Mark Needham

Thoughts on Software Development

Archive for the ‘shell-scripting’ tag

Unix parallel: Populating all the USB sticks

without comments

The day before Graph Connect Europe 2016 we needed to create a bunch of USB sticks containing Neo4j and the training materials and eventually iterated our way to a half decent approach which made use of the GNU parallel command which I’ve always wanted to use!

But first I needed to get a USB hub so I could do lots of them at the same time. I bought the EasyAcc USB 3.0 but there are lots of other ones that do the same job.

Next I mouunted all the USB sticks and then renamed the volumes to be NEO4J1 -> NEO4J7:

for i in 1 2 3 4 5 6 7; do diskutil renameVolume "USB DISK" NEO4J${i}; done

I then created a bash function called ‘duplicate’ to do the copying work:

function duplicate() {
  echo ${i}
  time rsync -avP --size-only --delete --exclude '.*' --omit-dir-times /Users/markneedham/Downloads/graph-connect-europe-2016/ /Volumes/NEO4J${i}/

We can now call this function in parallel like so:

seq 1 7 | parallel duplicate

And that’s it.
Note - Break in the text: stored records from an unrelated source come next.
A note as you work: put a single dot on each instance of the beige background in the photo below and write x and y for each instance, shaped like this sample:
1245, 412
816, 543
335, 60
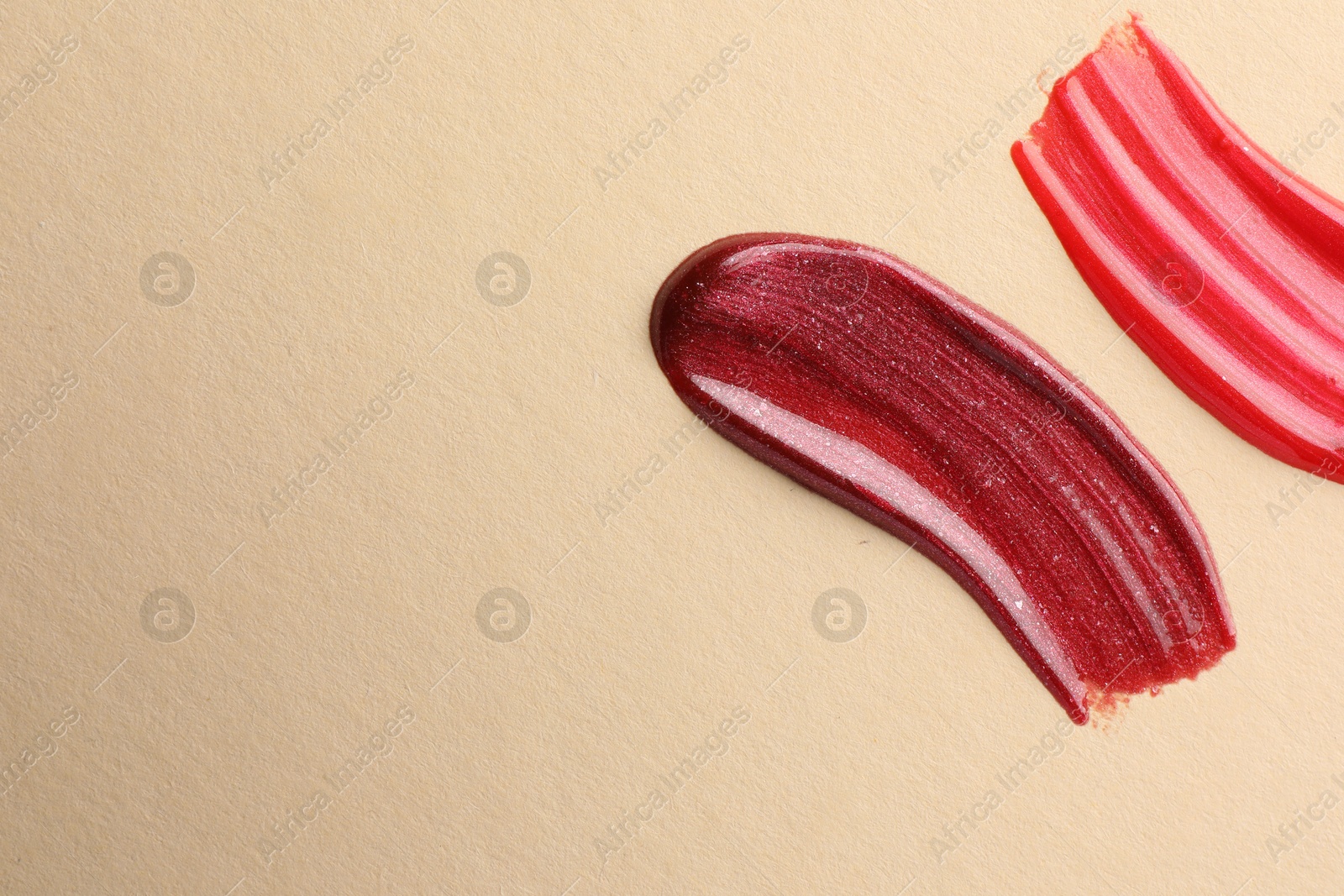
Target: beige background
649, 627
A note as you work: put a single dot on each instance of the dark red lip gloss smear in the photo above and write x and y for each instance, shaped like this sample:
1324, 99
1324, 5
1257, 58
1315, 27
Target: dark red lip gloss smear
894, 396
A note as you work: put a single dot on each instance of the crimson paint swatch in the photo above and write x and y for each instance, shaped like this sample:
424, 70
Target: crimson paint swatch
887, 392
1221, 264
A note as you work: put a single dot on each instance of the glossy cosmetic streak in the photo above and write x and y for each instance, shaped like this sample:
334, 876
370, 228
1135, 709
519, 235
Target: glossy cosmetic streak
880, 389
1222, 265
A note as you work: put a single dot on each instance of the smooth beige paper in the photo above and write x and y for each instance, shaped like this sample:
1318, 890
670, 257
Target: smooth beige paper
354, 543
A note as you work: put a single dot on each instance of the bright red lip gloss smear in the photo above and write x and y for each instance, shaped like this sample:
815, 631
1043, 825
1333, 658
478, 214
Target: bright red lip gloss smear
887, 392
1221, 265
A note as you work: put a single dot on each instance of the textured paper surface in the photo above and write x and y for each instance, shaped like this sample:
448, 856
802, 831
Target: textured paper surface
280, 427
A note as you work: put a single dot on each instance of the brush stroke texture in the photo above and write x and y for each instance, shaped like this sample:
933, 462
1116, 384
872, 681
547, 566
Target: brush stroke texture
880, 389
1222, 265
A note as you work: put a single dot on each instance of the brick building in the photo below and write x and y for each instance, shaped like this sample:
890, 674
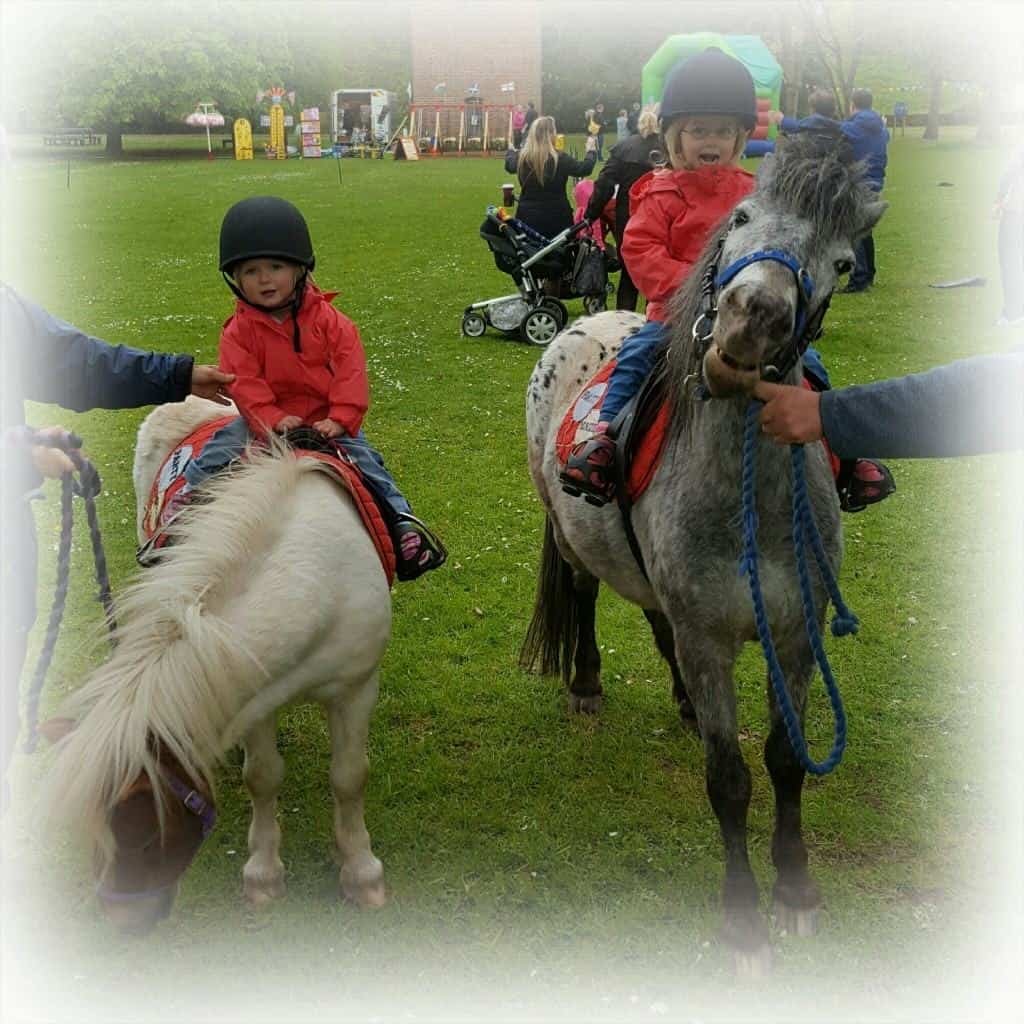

We didn’t get a 7x improvement in the throughput of USB creation from doing 7 in parallel but it took ~ 9 minutes to complete 7 compared to 5 minutes each. Presumably there’s still some part of the copying that is sequential further down – Amdahl’s law #ftw.

I want to go and find other things that I can use pipe into parallel now!

Written by Mark Needham

June 1st, 2016 at 5:53 am

Posted in Shell Scripting

Tagged with

SSHing onto machines via a jumpbox

with 4 comments

We wanted to be able to ssh into some machines which were behind a firewall so we set up a jumpbox which our firewall directed any traffic on port 22 towards.

Initially if we wanted to SSH onto a machine inside the network we’d have to do a two step process:

$ ssh jumpbox
# now on the jumpbx
$ ssh internal-network-machine

That got a bit annoying after a while so Sam showed us a neat way of proxying the second ssh command through the first one by making use of netcat.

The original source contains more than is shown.